Alex: There’s some money flowing into this field, right? Isn’t Larry Page, didn’t he start a company, something about this?

John: There’s a; well, for example, there’s a company called Calico-

Alex: Calico.

John: … which is not part of Google, but which is related some of the founders of Google. With which is who are very interested in this idea of therapies that target aging. There’s a lot of interest in this field. I mean, it’s, aging attracts all sorts of folks.

Alex: Right.

John: It certainly attracts folks who want to live forever, or want to try to find that secret to stay young forever.

Alex: Right.

John: But there’s also a lot of folks who are in it to try to help the complex and sometimes intractable problems of aging that we see, and just give us better tools to do that with.

Alex: Right.

John: It attracts all sorts of folks.

Alex: Right. So there is a concern here about who will these treatments go toward, and with many other treatments in medicine, we’ve seen them go towards the best-off groups; worsening disparities rather than-

Alex: … addressing them. I imagine there’s a similar concern here.

John: Absolutely.

Alex: Yeah. I also wanted to touch on what is not geroscience? And ask you if you could talk, because for years, decades, centuries, there have been people who have been purporting this, that, and the other that treats aging. This anti-aging, that anti-aging.

Alex: Is that all geroscience? Or is there some line you’d like to draw on the field to keep some things out? [laughter]

Eric: Is Dr. Oz a geroscientists? [laughter]

Alex: Right.

John: Oh, no. Don’t ask me about Dr. Oz. And don’t Google anti-aging, or search for that on Amazon.

John: I mean, geroscience and the community of physicians and researchers and clinician scientists who are trying to create this field, the whole idea of geroscience is evidence-based medicine. We think we have real biology, and we can show this in the laboratory. Real biology that affects fundamentally the processes that drive aging.

John: I’m being careful not to say, we’re not trying to cure aging. Aging isn’t something we can cure, make go away, or stop. I don’t even like to say we’re treating aging. But we’re treating the mechanisms that drive aging. The mechanisms that create what we see in each other as getting older.

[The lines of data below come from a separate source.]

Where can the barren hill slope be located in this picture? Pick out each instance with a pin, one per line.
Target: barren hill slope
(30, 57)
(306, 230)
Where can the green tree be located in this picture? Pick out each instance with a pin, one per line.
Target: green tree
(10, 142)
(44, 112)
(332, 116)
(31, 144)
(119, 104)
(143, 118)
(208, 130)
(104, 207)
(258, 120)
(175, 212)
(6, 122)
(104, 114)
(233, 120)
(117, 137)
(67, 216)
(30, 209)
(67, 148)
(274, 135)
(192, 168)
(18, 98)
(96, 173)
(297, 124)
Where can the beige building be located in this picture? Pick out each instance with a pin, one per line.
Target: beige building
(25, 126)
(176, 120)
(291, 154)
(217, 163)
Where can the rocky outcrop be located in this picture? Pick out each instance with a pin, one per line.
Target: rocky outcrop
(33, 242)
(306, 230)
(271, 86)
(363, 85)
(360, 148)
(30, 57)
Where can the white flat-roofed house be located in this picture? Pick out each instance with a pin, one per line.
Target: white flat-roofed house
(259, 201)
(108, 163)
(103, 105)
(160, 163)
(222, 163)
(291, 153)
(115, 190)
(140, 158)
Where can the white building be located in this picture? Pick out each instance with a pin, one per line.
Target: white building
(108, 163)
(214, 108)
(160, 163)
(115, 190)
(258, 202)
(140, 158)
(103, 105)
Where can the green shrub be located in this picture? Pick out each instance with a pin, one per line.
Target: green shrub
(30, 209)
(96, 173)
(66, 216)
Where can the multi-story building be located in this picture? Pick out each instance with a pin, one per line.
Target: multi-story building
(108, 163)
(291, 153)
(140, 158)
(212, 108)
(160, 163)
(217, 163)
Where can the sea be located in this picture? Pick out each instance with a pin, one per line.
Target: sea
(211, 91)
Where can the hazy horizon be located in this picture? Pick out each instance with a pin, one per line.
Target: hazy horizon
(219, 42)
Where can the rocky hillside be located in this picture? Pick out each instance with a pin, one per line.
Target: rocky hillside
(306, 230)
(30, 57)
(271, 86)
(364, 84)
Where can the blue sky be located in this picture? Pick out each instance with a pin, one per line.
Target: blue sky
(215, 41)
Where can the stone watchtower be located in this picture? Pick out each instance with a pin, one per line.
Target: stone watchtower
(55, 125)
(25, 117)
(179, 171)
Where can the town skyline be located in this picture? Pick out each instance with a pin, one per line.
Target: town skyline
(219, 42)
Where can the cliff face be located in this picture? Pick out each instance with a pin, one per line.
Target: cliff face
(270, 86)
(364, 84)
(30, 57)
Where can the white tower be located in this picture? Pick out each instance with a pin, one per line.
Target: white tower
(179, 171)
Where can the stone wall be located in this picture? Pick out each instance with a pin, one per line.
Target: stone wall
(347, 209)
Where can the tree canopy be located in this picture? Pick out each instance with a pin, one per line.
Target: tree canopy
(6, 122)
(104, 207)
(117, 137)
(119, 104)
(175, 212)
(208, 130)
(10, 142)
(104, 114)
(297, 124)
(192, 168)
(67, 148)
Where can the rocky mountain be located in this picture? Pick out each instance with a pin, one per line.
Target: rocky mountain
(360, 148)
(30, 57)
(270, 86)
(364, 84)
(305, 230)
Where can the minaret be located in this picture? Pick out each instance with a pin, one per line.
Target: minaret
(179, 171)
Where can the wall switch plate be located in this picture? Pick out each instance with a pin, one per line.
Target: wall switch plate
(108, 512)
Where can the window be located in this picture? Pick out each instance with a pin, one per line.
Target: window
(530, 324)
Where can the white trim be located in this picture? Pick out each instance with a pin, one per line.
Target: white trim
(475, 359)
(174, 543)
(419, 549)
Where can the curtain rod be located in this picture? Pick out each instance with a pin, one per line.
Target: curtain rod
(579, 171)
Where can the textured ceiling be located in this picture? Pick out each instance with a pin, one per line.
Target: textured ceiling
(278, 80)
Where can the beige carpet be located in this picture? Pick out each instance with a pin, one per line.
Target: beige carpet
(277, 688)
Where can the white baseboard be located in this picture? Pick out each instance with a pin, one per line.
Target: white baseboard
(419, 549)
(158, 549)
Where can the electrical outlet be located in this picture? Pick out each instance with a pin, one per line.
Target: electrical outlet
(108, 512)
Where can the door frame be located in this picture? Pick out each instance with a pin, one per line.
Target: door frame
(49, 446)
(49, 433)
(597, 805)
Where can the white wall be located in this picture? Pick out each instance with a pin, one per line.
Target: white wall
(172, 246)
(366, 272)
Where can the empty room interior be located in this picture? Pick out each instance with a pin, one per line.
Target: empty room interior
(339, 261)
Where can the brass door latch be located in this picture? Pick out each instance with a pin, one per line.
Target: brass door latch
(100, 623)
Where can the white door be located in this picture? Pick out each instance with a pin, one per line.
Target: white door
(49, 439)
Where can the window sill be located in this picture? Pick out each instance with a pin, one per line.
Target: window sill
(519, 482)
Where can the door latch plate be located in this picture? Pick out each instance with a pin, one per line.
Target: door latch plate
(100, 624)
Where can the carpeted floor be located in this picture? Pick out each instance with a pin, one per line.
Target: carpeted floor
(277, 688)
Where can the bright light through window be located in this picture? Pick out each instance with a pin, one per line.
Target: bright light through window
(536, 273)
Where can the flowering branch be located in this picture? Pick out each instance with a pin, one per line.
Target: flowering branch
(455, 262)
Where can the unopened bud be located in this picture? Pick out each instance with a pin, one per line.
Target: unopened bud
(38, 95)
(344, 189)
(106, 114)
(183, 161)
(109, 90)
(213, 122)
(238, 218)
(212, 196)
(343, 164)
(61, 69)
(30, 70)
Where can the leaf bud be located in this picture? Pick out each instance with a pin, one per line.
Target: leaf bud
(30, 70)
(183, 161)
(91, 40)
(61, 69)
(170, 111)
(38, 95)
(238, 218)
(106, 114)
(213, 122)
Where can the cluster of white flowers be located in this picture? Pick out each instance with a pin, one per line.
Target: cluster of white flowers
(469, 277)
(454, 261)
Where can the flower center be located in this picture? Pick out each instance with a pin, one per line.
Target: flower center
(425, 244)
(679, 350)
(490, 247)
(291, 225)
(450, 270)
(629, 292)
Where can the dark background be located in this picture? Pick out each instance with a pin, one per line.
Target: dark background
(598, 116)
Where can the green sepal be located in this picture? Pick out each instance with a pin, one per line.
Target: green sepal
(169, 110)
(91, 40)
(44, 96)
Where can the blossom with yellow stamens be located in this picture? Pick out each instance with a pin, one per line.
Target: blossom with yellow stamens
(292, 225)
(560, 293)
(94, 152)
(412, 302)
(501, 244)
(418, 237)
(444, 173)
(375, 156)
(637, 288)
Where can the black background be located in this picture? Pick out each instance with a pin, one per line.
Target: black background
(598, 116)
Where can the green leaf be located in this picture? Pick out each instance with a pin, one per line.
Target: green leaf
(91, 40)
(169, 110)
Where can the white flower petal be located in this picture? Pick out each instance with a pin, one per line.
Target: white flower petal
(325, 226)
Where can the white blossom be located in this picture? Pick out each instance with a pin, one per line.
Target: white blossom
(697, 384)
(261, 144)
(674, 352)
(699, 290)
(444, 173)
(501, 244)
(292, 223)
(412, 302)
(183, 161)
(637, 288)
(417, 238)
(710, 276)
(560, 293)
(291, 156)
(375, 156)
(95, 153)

John: But the whole idea of geroscience is turning this into from a really kind of flashy, maybe, but weird philosophical controversial field; and just turning it into another boring area of medicine, where we’re just cranking out ideas, we’re creating potential therapies and drugs and other things. We’re testing them in clinical trials for outcomes that matter to people. And we’re finding some things, hopefully in the end, to help to improve people’s lives.

John: The whole idea that this is grounded in old-fashioned data-driven RCT-validated medical science. So what do we know right now, for how you can cure your aging?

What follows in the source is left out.